In the 1920s, the urban middle class broke with traditional values by embracing a materialism and consumerism afforded by a rejuvenated economy and fuelled by mass media and advertising. Similar change was reflected in the arts in the modernist movement, in which painters, sculptors, dancers, and musicians broke with traditional subject matter, values, and styles. This collection provides an introduction to important modernists and allows students to witness for themselves some of the fundamental characteristics of this movement.
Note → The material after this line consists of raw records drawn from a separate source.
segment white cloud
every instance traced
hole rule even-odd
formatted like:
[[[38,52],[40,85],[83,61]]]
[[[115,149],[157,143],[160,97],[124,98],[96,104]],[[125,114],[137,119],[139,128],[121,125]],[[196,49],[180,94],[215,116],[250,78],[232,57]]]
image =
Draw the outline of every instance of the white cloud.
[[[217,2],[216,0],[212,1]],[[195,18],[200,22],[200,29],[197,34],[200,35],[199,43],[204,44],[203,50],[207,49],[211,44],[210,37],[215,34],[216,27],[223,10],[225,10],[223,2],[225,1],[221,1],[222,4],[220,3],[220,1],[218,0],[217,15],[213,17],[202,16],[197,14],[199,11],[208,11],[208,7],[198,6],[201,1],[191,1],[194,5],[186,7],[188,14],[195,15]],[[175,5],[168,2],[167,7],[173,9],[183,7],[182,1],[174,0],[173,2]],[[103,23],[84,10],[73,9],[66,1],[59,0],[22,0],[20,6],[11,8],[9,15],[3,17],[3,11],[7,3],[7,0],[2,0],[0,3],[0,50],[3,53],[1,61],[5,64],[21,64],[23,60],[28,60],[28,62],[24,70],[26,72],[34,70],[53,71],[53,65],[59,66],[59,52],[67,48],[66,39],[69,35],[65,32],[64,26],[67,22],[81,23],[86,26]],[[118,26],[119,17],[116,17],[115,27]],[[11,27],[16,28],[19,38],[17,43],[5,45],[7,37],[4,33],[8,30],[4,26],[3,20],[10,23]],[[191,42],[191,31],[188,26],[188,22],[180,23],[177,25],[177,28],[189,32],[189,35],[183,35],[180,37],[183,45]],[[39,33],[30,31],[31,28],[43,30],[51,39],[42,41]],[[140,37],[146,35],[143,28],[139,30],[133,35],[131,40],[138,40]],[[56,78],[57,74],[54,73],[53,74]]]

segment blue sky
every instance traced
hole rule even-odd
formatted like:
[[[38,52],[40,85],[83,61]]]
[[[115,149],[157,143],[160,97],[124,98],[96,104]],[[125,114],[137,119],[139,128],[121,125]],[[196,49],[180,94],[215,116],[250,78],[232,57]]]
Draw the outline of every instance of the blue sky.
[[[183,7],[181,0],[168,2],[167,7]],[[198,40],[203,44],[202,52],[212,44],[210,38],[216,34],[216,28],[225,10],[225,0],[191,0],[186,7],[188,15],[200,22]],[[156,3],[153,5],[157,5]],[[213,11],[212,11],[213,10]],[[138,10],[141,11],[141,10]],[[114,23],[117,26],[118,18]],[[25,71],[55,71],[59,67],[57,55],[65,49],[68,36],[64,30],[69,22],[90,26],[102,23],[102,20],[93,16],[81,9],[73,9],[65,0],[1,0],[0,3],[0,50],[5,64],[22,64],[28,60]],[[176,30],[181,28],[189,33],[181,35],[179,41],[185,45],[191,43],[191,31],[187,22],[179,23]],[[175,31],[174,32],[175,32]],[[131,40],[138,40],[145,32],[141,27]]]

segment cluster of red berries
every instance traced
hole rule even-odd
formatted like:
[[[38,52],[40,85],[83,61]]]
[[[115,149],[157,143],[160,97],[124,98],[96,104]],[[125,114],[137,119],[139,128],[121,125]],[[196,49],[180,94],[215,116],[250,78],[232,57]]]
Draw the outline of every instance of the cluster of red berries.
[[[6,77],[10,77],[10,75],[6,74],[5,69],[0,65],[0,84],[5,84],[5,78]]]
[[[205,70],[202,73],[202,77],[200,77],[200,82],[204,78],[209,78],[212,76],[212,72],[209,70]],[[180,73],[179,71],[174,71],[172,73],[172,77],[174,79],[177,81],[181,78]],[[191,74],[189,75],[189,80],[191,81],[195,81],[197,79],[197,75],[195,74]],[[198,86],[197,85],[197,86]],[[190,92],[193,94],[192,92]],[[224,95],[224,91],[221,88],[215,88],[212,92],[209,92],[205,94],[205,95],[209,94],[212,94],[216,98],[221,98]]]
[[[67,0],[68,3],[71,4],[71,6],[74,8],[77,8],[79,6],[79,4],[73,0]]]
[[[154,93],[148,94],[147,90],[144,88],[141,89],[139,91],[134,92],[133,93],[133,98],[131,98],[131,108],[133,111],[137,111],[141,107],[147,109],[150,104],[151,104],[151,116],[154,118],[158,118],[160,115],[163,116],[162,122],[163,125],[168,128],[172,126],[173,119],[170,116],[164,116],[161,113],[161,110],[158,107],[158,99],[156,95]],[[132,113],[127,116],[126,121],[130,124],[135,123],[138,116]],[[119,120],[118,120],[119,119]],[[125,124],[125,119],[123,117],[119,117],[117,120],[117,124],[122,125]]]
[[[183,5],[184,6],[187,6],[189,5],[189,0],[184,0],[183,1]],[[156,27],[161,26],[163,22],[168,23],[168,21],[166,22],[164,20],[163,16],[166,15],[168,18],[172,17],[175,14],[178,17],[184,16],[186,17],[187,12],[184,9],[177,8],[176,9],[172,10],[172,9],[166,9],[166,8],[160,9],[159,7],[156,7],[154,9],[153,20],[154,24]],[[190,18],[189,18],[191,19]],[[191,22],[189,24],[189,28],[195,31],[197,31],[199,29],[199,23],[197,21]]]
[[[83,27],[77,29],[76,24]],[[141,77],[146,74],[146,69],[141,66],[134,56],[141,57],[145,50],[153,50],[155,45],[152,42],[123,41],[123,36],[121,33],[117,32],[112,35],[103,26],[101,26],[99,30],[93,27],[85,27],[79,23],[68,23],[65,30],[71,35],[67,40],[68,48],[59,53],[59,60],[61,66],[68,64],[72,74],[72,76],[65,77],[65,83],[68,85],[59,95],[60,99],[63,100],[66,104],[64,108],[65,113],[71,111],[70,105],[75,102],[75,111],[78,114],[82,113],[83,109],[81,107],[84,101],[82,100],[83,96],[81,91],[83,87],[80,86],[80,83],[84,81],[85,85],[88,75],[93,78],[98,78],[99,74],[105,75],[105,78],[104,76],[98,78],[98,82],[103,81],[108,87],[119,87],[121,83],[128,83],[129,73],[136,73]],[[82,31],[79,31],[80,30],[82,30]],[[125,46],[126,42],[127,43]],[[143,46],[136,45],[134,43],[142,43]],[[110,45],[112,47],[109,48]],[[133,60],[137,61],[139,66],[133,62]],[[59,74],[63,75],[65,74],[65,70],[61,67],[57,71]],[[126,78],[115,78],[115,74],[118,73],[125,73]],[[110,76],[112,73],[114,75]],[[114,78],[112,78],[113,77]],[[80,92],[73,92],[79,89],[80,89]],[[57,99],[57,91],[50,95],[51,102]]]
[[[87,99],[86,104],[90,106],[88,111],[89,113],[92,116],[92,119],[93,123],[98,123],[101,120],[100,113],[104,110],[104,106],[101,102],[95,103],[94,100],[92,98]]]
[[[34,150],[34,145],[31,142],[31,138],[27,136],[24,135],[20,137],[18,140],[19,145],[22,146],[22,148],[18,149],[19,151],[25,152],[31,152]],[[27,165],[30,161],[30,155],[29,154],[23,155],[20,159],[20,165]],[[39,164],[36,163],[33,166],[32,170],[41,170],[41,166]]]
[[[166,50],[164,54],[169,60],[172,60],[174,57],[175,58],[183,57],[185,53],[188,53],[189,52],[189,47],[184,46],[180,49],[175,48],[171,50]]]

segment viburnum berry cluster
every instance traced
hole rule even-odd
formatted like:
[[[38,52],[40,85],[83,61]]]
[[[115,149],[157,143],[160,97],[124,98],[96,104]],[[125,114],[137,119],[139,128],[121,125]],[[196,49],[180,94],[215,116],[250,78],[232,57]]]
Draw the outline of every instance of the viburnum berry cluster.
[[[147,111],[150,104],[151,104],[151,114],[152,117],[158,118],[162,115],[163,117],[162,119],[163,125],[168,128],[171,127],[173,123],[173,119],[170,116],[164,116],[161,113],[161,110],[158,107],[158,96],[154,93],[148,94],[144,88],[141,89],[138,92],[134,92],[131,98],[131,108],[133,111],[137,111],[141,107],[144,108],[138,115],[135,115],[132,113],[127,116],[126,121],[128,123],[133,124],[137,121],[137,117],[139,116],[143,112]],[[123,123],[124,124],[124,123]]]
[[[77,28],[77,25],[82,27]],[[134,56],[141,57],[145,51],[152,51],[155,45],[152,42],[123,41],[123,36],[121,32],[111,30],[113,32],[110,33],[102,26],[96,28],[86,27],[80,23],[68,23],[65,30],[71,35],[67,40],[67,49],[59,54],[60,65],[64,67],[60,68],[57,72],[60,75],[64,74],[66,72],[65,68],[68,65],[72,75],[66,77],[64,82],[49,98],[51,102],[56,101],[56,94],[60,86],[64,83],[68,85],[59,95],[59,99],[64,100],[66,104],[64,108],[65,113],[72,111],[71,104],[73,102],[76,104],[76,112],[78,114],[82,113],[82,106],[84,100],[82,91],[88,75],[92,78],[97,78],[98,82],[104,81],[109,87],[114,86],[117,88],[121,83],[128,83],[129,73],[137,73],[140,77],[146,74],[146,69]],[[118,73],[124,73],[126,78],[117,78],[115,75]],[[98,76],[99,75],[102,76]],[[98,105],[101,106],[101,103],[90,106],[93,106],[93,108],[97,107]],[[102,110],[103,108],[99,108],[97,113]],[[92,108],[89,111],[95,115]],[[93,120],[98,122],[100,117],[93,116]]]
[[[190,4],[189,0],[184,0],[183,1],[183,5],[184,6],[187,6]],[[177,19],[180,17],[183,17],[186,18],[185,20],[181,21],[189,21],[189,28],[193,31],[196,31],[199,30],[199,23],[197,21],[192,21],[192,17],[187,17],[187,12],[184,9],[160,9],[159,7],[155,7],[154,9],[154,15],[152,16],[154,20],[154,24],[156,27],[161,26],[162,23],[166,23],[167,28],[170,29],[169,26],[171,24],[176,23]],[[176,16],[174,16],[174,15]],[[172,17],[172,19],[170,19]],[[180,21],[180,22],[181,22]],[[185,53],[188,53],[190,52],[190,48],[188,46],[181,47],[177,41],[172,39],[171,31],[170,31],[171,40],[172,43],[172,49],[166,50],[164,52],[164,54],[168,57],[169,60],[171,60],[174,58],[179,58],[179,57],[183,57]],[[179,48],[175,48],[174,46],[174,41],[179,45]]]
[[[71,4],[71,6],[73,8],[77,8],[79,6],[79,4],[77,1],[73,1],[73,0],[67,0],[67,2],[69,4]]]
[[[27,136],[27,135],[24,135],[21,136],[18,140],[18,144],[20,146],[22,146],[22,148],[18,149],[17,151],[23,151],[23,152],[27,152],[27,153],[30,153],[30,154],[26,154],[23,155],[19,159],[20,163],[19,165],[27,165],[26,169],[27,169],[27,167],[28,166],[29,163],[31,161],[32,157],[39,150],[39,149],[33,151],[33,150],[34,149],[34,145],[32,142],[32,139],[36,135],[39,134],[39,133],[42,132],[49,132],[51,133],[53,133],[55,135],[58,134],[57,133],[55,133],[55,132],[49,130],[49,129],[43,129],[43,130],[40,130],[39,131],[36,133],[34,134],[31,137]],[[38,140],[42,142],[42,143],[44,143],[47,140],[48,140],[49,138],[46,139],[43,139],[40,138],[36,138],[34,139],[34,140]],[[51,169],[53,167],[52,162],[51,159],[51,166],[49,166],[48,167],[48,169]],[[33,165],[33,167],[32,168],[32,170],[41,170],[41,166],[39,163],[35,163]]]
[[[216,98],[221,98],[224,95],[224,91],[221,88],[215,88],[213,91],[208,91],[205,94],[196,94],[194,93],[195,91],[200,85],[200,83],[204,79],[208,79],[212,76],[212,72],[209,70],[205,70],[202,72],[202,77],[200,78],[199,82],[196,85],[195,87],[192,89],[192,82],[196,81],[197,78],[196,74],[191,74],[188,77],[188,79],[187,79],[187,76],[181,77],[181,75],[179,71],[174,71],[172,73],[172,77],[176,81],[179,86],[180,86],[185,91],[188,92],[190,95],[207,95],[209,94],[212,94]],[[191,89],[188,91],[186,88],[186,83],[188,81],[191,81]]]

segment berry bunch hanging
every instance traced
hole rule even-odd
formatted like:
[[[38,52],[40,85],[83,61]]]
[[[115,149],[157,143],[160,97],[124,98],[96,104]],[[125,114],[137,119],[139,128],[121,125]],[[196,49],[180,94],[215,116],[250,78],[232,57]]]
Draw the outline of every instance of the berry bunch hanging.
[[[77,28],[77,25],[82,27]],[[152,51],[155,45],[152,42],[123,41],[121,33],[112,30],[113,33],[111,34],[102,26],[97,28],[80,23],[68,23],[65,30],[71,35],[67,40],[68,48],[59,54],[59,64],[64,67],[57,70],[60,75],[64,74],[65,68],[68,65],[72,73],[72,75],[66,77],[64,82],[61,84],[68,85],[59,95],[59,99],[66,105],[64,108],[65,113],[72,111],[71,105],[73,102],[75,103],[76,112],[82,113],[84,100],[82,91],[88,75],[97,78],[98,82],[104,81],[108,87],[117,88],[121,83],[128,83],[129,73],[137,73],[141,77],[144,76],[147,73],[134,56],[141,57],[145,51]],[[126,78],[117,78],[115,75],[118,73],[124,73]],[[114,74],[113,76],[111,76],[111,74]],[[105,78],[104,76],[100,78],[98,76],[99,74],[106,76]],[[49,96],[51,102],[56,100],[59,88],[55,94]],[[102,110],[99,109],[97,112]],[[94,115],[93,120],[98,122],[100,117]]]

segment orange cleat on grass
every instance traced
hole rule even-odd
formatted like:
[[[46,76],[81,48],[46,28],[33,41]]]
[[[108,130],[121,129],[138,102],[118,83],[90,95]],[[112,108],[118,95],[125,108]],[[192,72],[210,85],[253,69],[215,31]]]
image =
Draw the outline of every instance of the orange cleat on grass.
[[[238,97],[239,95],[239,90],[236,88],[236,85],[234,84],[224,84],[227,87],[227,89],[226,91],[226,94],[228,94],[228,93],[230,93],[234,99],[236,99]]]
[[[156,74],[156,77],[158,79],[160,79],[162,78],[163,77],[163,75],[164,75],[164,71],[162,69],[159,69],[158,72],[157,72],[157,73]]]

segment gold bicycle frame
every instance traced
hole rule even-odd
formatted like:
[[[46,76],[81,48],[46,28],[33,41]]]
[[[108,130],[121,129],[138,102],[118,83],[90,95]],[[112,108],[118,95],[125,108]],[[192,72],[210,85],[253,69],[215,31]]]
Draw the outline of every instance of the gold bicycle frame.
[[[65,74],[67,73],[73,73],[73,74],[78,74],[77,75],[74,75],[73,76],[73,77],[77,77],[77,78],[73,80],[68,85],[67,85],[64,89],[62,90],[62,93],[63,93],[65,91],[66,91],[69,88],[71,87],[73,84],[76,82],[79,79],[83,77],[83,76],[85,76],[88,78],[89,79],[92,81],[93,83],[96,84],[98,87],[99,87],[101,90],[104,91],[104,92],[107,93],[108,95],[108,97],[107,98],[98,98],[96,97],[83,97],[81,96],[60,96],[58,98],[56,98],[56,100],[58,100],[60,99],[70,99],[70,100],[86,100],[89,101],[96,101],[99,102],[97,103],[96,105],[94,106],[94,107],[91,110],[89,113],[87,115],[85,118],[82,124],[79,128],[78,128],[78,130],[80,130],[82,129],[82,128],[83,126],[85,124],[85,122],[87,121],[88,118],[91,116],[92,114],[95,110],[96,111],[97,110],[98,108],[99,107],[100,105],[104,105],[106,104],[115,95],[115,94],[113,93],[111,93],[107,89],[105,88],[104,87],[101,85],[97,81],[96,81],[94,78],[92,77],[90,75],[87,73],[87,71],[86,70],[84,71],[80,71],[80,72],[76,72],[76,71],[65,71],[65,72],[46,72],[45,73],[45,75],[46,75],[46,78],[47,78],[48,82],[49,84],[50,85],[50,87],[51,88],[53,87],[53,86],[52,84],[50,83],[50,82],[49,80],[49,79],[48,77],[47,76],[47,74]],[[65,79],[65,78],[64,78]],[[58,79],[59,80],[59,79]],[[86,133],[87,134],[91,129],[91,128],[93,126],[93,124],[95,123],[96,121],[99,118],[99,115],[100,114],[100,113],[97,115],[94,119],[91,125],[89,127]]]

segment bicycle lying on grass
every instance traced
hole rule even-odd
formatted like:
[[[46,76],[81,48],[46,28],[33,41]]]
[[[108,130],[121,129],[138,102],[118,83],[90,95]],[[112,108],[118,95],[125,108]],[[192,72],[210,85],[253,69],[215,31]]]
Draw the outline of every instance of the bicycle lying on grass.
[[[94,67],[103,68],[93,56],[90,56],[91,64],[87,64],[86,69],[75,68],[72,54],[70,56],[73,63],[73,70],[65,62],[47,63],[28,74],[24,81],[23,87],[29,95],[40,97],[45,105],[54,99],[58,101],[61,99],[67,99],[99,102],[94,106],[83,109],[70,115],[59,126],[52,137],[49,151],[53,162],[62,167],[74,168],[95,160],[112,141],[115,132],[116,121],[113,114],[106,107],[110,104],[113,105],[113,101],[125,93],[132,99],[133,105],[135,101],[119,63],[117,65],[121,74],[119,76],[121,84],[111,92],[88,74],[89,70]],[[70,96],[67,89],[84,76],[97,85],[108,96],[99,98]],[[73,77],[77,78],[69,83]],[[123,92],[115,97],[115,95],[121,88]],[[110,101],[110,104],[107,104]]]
Having its colonial roots across the Atlantic, America long took its cues from Europe, considered the authority on culture, ideas, and the arts. At the close of the first World War, many American artists, doubting America's ability to make any substantial cultural contribution, sought a richer cultural atmosphere in Europe. A decade later, many of these expatriates returned and reflected European influences in modern works. Students can see the role of this international exchange for themselves in Van Vechten's many portraits of foreign artists such as Salvador Dali, Marc Chagall, Giorgio de Chirico, Joan Miro, Frida Kahlo, Diego Rivera, and Henri Matisse. Search these artists' names to locate their portraits.
Students can browse the lists of Artists, Authors, Photographers, Poets, and Sculptors, in the Occupational Index for portraits of other champions of modernism, including Americans such as Georgia O'Keefe, Alexander Calder, and Gertrude Stein. Students may also get a feel for the importance of New York city as a cultural center in the early twentieth century and as the capital of modernism in America, by appreciating that Van Vechten's location there made these many portraits possible. How many of Van Vechten's photographs were taken in New York? Where else do his pictures come from? Students may learn more about the changes in modernism through time and the different forms it took within various disciplines by researching a few of the artists featured in this collection.
- What can you find out about Gertrude Stein to help you understand the meaning of Van Vechten's use of an American flag in his portrait of this famous Modernist? Is it ironic or sincere?